California is alone in issuing penalties and news releases for immediate jeopardy errors, but the results are similar to Minnesota, which does not have a penalty program. In 2008, Minnesota's total number of reported adverse events was 312. By 2015, that number dropped to 276, though new mandatory reporting conditions that took effect in 2014 has pushed the number past the 300 mark again.

Jokela said she has monitored California's experience with penalties but said her state doesn't plan to take a similar route.

"Since there hasn't really been a great improvement in the rates in California, no one has pushed for fines to be looked at legislatively," Jokela said.

She said many in the industry feel that penalties could make facilities less likely to be open about the mistakes that occur.

Dr. Helen Burstin, chief scientific officer for The National Quality Forum, thinks along those same lines.

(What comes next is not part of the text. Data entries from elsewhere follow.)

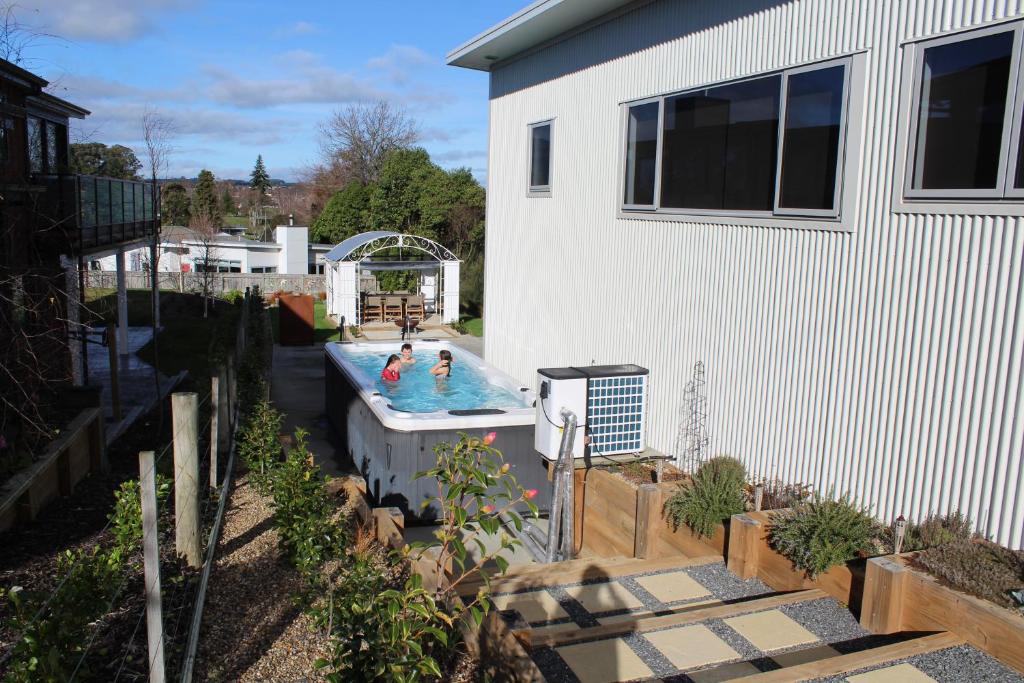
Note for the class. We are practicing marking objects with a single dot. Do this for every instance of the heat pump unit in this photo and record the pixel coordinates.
(609, 402)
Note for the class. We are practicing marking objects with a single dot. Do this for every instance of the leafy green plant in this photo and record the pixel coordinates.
(716, 493)
(126, 518)
(311, 528)
(822, 532)
(976, 566)
(258, 444)
(935, 530)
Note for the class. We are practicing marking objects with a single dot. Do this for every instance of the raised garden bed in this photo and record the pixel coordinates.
(69, 459)
(898, 597)
(751, 556)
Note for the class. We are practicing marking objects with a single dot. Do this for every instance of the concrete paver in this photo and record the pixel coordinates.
(770, 630)
(604, 662)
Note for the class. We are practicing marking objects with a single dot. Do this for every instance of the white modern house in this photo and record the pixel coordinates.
(820, 200)
(183, 250)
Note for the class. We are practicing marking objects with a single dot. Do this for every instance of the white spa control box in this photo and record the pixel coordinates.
(609, 402)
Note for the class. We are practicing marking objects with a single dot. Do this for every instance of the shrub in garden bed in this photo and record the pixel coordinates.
(822, 532)
(715, 494)
(979, 567)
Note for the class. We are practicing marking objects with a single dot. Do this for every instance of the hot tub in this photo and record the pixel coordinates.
(391, 429)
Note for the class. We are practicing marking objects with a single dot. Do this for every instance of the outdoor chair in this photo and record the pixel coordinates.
(392, 308)
(373, 310)
(414, 306)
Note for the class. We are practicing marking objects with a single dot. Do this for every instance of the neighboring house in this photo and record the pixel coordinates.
(50, 221)
(820, 200)
(183, 250)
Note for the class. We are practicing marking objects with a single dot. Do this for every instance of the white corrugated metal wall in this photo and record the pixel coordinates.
(886, 361)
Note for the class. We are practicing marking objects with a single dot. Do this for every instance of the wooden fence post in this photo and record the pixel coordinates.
(744, 531)
(112, 345)
(184, 413)
(151, 560)
(214, 428)
(882, 605)
(648, 521)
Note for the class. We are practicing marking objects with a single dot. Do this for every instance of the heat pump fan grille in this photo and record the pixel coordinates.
(614, 414)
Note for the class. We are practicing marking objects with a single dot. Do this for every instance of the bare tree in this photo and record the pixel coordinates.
(206, 228)
(360, 136)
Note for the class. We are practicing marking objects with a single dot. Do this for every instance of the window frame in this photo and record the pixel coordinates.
(910, 134)
(777, 216)
(540, 190)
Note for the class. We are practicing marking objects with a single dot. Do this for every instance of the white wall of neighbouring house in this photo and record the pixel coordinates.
(880, 354)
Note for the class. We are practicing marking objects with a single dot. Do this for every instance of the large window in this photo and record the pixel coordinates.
(767, 145)
(962, 143)
(540, 158)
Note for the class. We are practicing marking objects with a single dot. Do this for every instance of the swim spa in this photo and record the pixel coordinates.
(391, 429)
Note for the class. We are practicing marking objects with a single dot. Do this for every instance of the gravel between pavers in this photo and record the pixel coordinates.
(253, 629)
(955, 665)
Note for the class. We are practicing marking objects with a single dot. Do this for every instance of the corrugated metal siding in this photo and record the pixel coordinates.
(886, 361)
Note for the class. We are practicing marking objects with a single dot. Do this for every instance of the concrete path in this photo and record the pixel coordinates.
(297, 389)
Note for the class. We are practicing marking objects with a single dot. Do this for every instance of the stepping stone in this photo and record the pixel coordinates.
(534, 605)
(903, 673)
(604, 597)
(771, 630)
(691, 646)
(604, 662)
(673, 587)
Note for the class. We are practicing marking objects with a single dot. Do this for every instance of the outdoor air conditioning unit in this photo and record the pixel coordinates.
(609, 402)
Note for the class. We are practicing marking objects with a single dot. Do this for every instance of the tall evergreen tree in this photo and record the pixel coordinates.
(205, 203)
(259, 180)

"We want more reporting of events. We want to understand what's happening. People need to feel empowered to come forward and share what happened because it is through that transparency that we can make progress," Burstin said.

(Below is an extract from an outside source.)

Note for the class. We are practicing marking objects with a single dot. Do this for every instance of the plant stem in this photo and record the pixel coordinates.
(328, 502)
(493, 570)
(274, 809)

When she talks about transparency, the most severe errors are only part of the picture. The deadliest mistakes are usually preceded by many smaller errors. Every time a patient dies from receiving an improper dose of medication, for example, that death was undoubtedly preceded by other instances of medication mismanagement.

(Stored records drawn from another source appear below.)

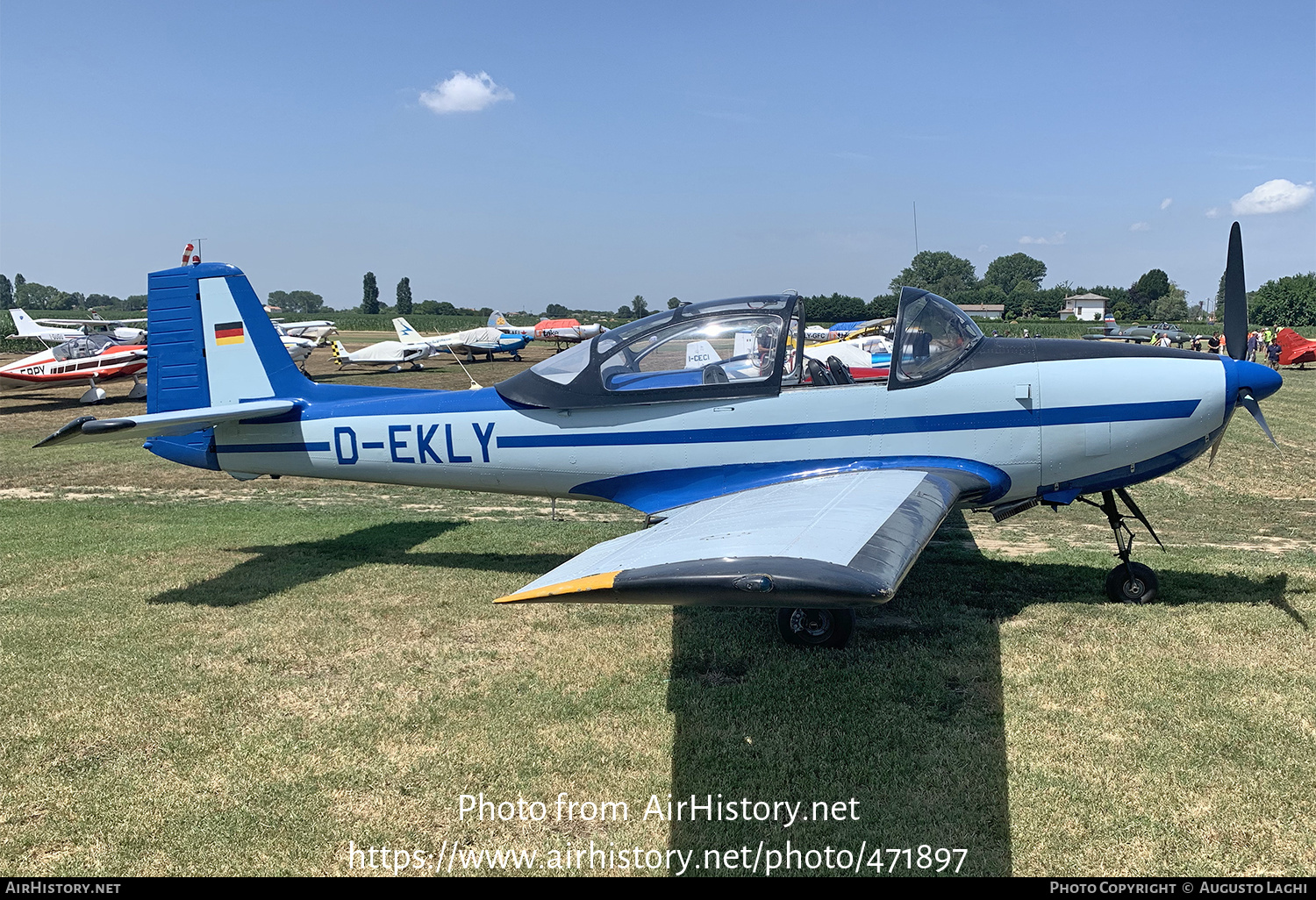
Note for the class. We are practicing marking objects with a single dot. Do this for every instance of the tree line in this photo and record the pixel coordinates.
(1012, 282)
(405, 304)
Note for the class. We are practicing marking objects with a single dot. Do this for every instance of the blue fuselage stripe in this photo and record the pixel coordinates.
(1119, 412)
(291, 446)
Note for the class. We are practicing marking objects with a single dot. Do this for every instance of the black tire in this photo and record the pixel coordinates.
(815, 626)
(1141, 589)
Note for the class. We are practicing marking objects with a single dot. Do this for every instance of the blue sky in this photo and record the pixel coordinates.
(694, 150)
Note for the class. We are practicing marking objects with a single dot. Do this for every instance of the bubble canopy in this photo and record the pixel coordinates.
(718, 349)
(933, 336)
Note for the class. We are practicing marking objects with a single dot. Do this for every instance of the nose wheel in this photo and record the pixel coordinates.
(815, 626)
(1129, 582)
(1132, 583)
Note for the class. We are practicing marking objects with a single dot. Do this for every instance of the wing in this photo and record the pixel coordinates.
(184, 421)
(837, 539)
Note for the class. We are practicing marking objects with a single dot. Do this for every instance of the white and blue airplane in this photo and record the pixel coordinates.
(761, 489)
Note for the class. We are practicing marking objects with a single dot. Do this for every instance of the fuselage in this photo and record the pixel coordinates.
(1049, 418)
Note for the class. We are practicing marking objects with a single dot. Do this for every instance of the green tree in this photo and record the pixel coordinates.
(937, 271)
(404, 297)
(1144, 294)
(882, 305)
(33, 295)
(1290, 300)
(368, 295)
(836, 308)
(297, 300)
(1173, 307)
(1007, 271)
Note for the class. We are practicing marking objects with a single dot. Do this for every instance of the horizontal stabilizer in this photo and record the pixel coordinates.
(183, 421)
(834, 539)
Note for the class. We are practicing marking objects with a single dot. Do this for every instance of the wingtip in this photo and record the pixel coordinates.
(600, 582)
(63, 433)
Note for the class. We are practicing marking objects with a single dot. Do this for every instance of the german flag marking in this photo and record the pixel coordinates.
(229, 333)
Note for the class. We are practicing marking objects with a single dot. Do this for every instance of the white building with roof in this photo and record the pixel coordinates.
(1084, 307)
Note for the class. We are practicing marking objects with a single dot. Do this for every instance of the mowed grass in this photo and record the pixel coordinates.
(208, 676)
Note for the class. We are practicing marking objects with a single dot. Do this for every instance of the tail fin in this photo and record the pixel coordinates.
(405, 333)
(23, 321)
(340, 354)
(212, 344)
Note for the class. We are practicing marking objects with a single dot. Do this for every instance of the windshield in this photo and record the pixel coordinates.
(707, 350)
(83, 346)
(932, 334)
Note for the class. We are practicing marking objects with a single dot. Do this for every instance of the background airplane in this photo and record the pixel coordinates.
(86, 358)
(1140, 333)
(760, 489)
(316, 331)
(54, 331)
(1294, 349)
(392, 354)
(471, 342)
(562, 331)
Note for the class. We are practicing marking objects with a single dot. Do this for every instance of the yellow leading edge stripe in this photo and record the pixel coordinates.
(574, 586)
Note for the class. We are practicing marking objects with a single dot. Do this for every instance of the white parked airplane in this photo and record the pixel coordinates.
(471, 342)
(394, 354)
(57, 331)
(761, 489)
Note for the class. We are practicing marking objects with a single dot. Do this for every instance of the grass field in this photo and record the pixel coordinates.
(210, 676)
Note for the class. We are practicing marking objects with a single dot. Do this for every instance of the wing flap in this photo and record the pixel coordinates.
(824, 541)
(87, 429)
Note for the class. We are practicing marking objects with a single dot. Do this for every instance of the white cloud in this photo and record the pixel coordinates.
(1055, 239)
(1277, 195)
(465, 92)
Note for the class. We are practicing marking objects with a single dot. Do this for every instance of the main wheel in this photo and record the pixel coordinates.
(815, 628)
(1140, 589)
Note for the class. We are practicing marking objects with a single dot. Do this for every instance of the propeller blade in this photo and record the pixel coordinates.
(1250, 404)
(1236, 299)
(1137, 515)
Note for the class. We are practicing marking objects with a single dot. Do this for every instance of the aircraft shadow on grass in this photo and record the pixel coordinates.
(910, 720)
(289, 565)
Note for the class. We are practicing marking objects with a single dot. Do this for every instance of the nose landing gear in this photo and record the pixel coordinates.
(1129, 582)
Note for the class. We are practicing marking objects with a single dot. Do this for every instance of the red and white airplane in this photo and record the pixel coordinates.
(565, 331)
(1294, 349)
(89, 358)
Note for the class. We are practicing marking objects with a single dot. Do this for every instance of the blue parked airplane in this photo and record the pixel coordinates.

The idea is to create a collegial culture where smaller errors are freely reported and shared, even celebrated, Burstin said. That, in the long run, is how hospitals get close to zero.

"While we ultimately want to reduce all patient harm, it's critical that we have the opportunity to have a culture of safety that allows us to have full reporting and sharing so that the health care system can learn," she said.

The big picture

In California, there does appear to be more sharing and reporting going on. The number of entity-reported events increased from 6,901 in 2013 to 7,283 in fiscal 2015, according to state reports. The state also investigates more than 3,000 public complaints each year.

But few of these have turned into fines and bad publicity. Inspectors have a complicated set of rules in deciding which infractions rise to the level of putting a patient in "immediate jeopardy."

In the most recent fiscal year, there were only 28 administrative penalties and 139 lower-level fines for failure to report errors out of 1,283 adverse events reported statewide.

To precisely determine whether California's penalty system is making headway against medical errors, it would be useful to see whether frequently fined hospitals have managed to lower their overall rates of mistakes.

The California Department of Public Health provided a listing of more than 9,000 error-involved incidents statewide, but the list appears to be incomplete and has wrong data in some places, making it difficult for the public to measure whether the overall number of mistakes decreases after hospitals are penalized.

This lack of clarity causes some, like attorney Mark Kadzielski, a partner in the firm Pepper Hamilton, to question whether the millions that hospitals have paid in fines during the past nine years would have been better spent at the facilities where errors occur.

"The only thing the penalties have done, very clearly, is generate a lot of revenue for (the public health department). Instead of a $100,000 fine, why couldn't they tell hospitals to use that money to go out and hire a quality nurse or make some other improvement that is directly related to the error that occurred?" Kadzielski said.

The agency did not respond to questions about this or related issues.

Some health providers said the state's penalty program has had positive effects.

Wachter, the safety expert from UC San Francisco, said even though the system seems to punish hospitals like his that are conscientious about reporting mistakes, it has brought greater awareness to the issue.

"I think it does change the way a hospital's board and CEO think about safety and the investments they're willing to make to prevent errors," Wachter said.